You can add a comment to the PR and tag @pytorchbot with the following commands:

# ciflow rerun, "ciflow/default" will always be added automatically
@pytorchbot ciflow rerun

# ciflow rerun with additional labels "-l <ciflow/label_name>", which is equivalent to adding these labels manually and trigger the rerun
@pytorchbot ciflow rerun -l ciflow/scheduled -l ciflow/slow

For more information, please take a look at the CI Flow Wiki.

pritamdamania87

But his PR can be landed separately without waiting for facebookresearch/torch_ucc#56 because, in PyTorch's unit tests, UCC is never used or tested.

I do feel if we add some functionality to PyTorch, there should be tests covering this functionality. What would it take to add some tests for the UCC functionality?

torch/csrc/distributed/c10d/ProcessGroupNCCL.cpp

zasdfgbnm · 2021-12-08T20:12:43Z

@pritamdamania87 I agree that when we add new functionality, there should be test. Actually, the majority part of my work is to incrementally enable most torch.distributed tests on UCC. My plan is:

This is the first PR, it just adds the code that loads torch_ucc.so and does nothing more.
In the second PR, I will do a bit more: this time, ProcessGroupNCCL will create an instance of ProcessGroupUCC and store its pointer. But this pointer is not used.
In the third PR, I will make ProcessGroupNCCL dispatch to ProcessGroupUCC on CPU for send, recv, and recvAnysource, enable unit tests for them on CPU, and modify the CI pipelines to install torch_ucc.so so that these tests are run.
After the third PR, more functionality and tests will be incrementally enabled, and every PR will be tested.

With this plan, the first two PR will NOT be tested. Does this plan sound good to you? If you prefer, I can merge the first three PRs into one. The PR will be larger, and a bit difficult to review, but it ensures everything added to it is tested.

torch/csrc/distributed/c10d/ProcessGroupNCCL.cpp

torch/csrc/distributed/c10d/UCCForNCCL.hpp

torch/csrc/distributed/c10d/ProcessGroupNCCL.cpp

jiayisuse · 2021-12-09T01:56:11Z

torch/csrc/distributed/c10d/ProcessGroupNCCL.cpp

+
+  static std::once_flag initialize_ucc_lib_flag;
+  std::call_once(initialize_ucc_lib_flag, [&]{
+    ucc_lib_ = loadTorchUCC();


Should we just load UCC when CUDA/GPU is not available?

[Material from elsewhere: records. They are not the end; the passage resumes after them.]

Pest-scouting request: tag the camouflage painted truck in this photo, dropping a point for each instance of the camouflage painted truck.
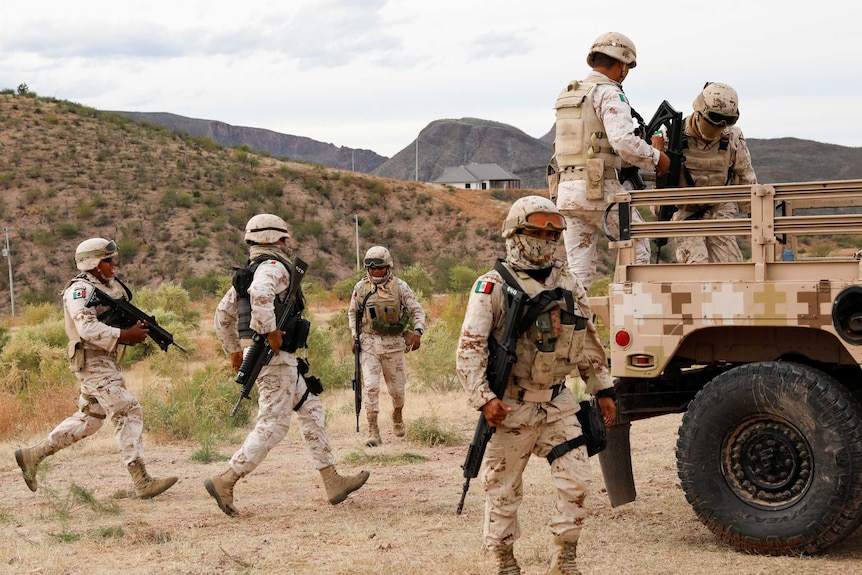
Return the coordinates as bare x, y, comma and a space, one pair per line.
763, 357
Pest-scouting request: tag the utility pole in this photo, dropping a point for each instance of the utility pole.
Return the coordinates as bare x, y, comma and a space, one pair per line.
8, 255
356, 219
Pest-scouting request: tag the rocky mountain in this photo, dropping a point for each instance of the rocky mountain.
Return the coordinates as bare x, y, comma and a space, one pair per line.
458, 142
277, 145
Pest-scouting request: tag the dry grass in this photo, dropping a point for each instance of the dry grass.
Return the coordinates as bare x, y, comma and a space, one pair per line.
402, 521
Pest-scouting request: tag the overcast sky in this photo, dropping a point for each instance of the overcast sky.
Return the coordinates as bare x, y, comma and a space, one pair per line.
373, 73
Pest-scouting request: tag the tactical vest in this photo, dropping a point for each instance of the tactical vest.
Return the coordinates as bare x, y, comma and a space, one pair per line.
383, 312
580, 133
296, 329
545, 358
711, 167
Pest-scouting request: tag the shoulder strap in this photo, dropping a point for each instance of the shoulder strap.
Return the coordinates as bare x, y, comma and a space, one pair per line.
536, 304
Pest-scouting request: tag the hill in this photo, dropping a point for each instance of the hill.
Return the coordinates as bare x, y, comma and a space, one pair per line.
177, 204
449, 143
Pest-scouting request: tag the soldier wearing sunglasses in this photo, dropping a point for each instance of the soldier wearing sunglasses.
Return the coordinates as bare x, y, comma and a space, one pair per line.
715, 155
380, 309
94, 353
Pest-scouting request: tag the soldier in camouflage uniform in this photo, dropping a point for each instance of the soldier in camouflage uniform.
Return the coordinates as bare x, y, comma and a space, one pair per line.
715, 155
537, 412
93, 355
594, 137
387, 304
281, 388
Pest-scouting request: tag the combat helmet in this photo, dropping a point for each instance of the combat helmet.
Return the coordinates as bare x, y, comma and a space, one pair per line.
265, 229
90, 252
378, 256
718, 103
533, 212
617, 46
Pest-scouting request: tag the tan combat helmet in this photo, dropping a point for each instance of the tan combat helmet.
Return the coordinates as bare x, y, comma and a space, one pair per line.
617, 46
718, 103
90, 252
534, 212
265, 229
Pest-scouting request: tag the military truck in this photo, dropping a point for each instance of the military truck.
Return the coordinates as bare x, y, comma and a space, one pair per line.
761, 357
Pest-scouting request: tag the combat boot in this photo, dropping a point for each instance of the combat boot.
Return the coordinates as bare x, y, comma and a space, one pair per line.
29, 458
147, 487
338, 487
565, 558
221, 488
373, 431
506, 563
397, 422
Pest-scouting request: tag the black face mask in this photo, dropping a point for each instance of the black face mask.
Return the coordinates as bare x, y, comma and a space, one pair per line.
539, 275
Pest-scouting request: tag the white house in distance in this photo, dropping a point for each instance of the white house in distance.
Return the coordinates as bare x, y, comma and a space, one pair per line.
479, 177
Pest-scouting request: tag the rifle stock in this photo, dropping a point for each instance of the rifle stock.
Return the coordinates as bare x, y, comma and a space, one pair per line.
501, 357
669, 118
260, 353
124, 315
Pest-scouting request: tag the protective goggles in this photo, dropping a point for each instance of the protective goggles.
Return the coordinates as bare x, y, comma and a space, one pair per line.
375, 263
546, 221
717, 119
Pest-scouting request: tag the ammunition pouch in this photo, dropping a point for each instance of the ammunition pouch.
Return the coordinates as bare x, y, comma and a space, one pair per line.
386, 328
295, 334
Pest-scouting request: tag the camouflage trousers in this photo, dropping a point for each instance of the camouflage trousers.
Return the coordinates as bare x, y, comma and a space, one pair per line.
380, 367
279, 389
696, 250
525, 431
103, 394
584, 222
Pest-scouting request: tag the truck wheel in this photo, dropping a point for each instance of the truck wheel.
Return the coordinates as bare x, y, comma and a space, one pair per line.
769, 456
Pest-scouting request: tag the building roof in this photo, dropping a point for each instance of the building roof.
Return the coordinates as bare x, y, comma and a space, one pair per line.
475, 173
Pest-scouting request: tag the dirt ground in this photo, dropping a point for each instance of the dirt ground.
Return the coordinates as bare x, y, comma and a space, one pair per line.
402, 522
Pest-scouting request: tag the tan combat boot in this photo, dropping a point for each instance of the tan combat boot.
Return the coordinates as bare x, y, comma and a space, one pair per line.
506, 560
565, 558
147, 487
221, 488
338, 487
397, 422
28, 459
373, 431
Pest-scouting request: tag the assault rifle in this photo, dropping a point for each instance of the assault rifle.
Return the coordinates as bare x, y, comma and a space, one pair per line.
501, 357
669, 118
357, 367
124, 315
260, 353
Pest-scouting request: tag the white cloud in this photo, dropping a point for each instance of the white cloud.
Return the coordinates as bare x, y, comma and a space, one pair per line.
372, 73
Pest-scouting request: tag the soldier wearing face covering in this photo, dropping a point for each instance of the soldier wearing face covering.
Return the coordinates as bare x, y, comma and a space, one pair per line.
537, 413
387, 304
715, 155
282, 391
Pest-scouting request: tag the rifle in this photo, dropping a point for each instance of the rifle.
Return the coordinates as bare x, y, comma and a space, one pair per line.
672, 120
124, 315
357, 368
260, 353
501, 357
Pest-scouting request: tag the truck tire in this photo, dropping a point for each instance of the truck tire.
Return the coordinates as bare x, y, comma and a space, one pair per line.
769, 456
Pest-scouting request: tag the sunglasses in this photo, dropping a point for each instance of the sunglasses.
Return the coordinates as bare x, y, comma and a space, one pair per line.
717, 119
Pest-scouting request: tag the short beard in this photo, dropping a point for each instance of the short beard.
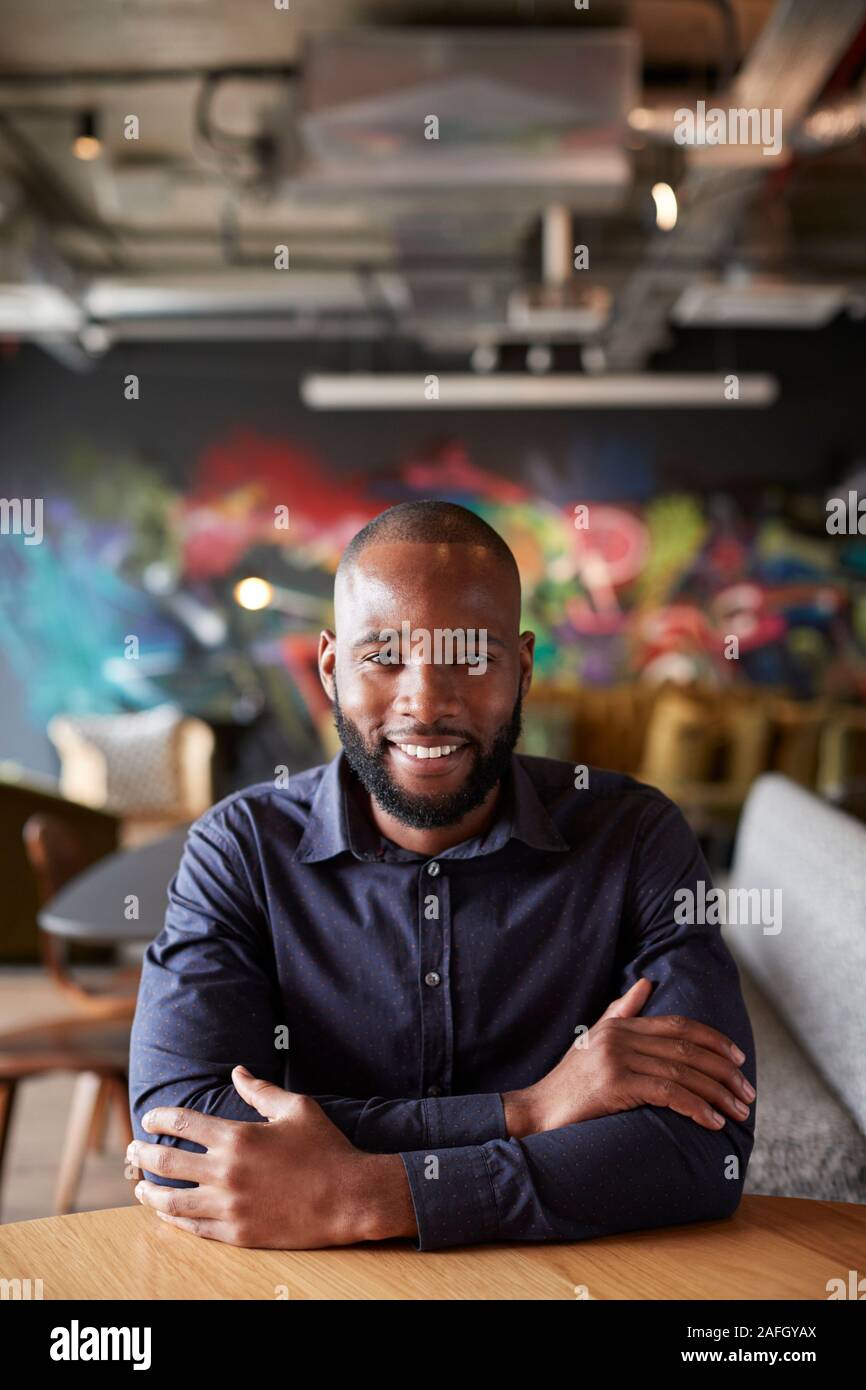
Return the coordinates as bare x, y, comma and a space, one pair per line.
435, 809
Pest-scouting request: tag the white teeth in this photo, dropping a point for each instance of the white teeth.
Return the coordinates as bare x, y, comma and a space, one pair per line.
417, 751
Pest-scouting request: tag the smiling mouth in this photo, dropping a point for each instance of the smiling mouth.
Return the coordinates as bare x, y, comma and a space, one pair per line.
424, 751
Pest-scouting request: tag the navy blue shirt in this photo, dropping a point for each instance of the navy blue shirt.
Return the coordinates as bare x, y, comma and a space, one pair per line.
414, 991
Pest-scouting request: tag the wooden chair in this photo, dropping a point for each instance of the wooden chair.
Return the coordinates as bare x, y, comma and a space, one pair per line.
56, 855
97, 1051
91, 1039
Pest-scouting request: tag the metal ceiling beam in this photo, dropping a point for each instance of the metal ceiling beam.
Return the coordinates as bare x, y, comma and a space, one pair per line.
788, 66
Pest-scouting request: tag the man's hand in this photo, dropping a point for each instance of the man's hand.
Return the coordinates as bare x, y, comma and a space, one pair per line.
295, 1183
623, 1062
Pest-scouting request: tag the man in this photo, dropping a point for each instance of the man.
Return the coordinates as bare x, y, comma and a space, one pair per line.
496, 1026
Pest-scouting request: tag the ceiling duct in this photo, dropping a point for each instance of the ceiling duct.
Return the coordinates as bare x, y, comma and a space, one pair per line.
423, 111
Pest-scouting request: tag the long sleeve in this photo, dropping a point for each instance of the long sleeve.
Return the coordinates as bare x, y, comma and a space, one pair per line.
209, 1001
630, 1171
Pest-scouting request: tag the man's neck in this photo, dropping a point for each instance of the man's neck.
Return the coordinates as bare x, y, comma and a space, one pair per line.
433, 843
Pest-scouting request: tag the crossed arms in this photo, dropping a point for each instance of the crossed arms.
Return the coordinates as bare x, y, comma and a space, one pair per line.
617, 1136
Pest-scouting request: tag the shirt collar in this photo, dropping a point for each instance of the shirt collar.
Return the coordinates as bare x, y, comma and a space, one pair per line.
338, 824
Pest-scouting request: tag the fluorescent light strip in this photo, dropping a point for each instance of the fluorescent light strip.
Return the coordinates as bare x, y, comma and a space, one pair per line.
366, 391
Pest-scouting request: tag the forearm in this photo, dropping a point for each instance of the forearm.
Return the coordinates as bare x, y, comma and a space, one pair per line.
380, 1205
631, 1171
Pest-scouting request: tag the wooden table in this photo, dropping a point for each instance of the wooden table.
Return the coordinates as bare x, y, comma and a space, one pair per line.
773, 1247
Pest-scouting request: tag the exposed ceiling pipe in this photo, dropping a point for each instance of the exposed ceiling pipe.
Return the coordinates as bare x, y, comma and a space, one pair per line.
788, 67
367, 391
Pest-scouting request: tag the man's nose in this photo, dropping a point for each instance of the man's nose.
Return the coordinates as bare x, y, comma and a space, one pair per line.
427, 692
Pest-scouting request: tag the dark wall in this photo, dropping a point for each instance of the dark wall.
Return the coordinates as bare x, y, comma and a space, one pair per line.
192, 395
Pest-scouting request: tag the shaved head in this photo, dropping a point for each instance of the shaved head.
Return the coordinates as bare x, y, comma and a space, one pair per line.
437, 524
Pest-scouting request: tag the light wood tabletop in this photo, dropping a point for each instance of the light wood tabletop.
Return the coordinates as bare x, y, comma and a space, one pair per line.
773, 1247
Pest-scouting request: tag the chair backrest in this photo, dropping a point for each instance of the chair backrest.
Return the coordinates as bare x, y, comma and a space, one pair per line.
56, 852
18, 801
813, 968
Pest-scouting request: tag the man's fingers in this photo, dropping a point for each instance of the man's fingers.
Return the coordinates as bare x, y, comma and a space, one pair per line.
181, 1201
184, 1123
656, 1090
264, 1097
630, 1002
170, 1162
680, 1051
694, 1082
673, 1025
198, 1226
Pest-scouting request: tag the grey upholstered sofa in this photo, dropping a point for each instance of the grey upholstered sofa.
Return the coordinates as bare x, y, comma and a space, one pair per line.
805, 990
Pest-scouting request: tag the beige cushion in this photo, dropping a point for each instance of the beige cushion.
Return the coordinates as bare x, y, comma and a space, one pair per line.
125, 763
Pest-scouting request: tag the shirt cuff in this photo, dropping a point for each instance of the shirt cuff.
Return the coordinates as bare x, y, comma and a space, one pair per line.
453, 1121
453, 1197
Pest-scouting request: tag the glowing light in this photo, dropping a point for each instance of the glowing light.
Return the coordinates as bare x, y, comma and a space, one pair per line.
253, 594
666, 206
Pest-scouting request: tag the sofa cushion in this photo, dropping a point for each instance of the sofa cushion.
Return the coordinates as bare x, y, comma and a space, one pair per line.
806, 1143
811, 965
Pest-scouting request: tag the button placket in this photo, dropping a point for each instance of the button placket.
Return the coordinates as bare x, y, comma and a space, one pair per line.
434, 963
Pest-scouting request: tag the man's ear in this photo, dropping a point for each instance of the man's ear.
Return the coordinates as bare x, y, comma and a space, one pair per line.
527, 658
327, 660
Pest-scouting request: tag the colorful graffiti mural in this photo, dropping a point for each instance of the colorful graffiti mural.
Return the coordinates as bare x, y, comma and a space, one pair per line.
615, 591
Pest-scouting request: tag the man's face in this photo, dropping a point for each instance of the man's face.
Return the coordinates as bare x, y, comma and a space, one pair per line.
427, 738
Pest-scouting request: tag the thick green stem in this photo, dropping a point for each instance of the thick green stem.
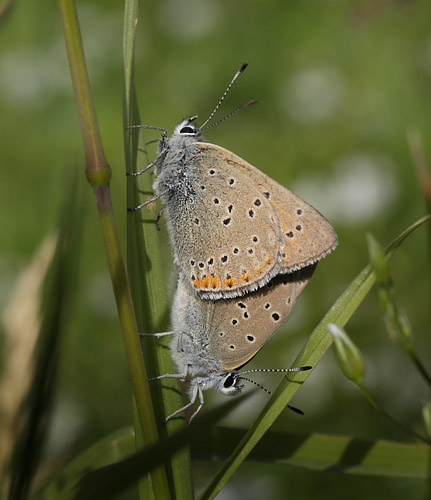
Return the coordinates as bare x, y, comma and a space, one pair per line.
99, 175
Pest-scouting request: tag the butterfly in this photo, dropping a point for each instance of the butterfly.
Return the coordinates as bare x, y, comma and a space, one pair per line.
212, 340
232, 228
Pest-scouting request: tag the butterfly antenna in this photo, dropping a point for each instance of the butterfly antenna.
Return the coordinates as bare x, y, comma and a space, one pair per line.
255, 383
241, 69
249, 103
283, 370
293, 408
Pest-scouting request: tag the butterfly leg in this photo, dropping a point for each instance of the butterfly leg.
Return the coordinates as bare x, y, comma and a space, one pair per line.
139, 172
159, 216
181, 376
158, 335
201, 402
196, 390
145, 203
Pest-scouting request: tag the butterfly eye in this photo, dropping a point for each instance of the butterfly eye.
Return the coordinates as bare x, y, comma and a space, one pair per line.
229, 381
188, 130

UCC will be used to handle CPU tensors for ProcessGroupNCCL, so no, even if CUDA/GPU is available, UCC will still be useful.

One question about UCC dependence. Does OSS UCC depend on NCCL? If so, when UCC is loaded through torch_ucc, is it possible that NCCL will also be loaded? Will this end up with two different versions of NCCL being loaded into PyTorch?

Yes, UCC supports using NCCL (as well as UCX and other libraries) as its transport. But in our case, we are not using this functionality. When we use UCC, we should be using the UCX backend and when we want to use NCCL, we will use it directly.

For the question of having multiple versions of NCCL, my understanding is:

If both PyTorch and UCC are dynamically linked to NCCL

The documentation of dlopen[1] says:

Symbol references in the shared object are resolved using (in order): symbols in the link map of objects loaded for the main program and its dependencies; symbols in shared objects (and their dependencies) that were previously opened with dlopen() using the RTLD_GLOBAL flag; and definitions in the shared object itself (and any dependencies that were loaded for that object).

Because PyTorch is always loaded earlier than torch_ucc, by the time torch_ucc is loaded, symbols of NCCL should have already been available in the main program. So dlopen will just use these symbols for UCC.

If both PyTorch and UCC are statically linked to NCCL

For static linking, symbol resolution should happen at link time. So PyTorch will have its copy of NCCL code, and UCC will also have its copy. Each will use its own copy. The NCCL symbols in libucc.so will not be added to the main program for later symbol resolution because we dlopen it with RTLD_LOCAL, and according to the documentation[1]:

This is the converse of RTLD_GLOBAL, and the default if neither flag is specified. Symbols defined in this shared object are not made available to resolve references in subsequently loaded shared objects.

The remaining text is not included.